Eligibility criteria

• Inclusion Criteria:
• • 1. Subject is at least 18 years of age.
• • 2. Subject undergoing nasal/sinus surgery with the intended need for nasal sinus packing (i.e., Novapak).
• • 3. After being informed of the nature of the study; the subject understands, agrees to its provisions, is willing to participate and provide written consent.

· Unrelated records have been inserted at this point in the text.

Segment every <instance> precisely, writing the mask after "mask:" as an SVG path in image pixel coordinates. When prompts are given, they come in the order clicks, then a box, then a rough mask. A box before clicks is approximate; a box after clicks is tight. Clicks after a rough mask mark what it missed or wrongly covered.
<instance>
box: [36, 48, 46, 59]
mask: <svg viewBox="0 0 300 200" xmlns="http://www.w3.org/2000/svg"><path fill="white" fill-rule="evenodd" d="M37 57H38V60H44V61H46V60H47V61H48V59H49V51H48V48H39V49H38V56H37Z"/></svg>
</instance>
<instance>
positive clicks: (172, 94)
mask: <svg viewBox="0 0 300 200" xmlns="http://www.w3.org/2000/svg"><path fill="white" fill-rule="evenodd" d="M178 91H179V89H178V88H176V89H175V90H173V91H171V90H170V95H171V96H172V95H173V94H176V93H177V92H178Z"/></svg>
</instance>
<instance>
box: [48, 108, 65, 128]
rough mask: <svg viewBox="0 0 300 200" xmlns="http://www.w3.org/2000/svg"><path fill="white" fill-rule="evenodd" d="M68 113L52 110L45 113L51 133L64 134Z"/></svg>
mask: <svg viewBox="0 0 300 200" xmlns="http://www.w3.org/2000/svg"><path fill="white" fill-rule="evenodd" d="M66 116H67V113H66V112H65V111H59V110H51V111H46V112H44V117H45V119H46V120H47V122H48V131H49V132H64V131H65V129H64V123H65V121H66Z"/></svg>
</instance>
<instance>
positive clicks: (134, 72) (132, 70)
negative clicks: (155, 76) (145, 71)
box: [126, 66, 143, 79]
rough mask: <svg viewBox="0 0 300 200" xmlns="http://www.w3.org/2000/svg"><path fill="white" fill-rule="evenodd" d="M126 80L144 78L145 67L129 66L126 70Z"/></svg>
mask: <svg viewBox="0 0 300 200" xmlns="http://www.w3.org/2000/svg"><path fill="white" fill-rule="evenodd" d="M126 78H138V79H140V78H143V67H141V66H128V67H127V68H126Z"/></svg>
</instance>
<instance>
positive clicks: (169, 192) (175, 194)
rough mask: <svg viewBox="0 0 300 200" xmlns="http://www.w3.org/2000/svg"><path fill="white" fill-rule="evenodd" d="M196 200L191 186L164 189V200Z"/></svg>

• • 4. Mentally stable and able to follow the instructions for self-assessment/questionnaire completion.
• Exclusion Criteria:
• • 1. Subject has a shellfish allergy.
• • 2. Subject has known bleeding disorder or prescribed anticoagulants.
• • 3. Subject has craniofacial abnormalities that may interfere with access to the sinuses.
• • 4. Subject is immunocompromised (e.g., taking immunosuppressive medication).
• • 5. Subject is participating in another investigational device, biologic, or drug study and has not completed the primary endpoint(s) or if there is a potential for clinical interference beyond the primary endpoint.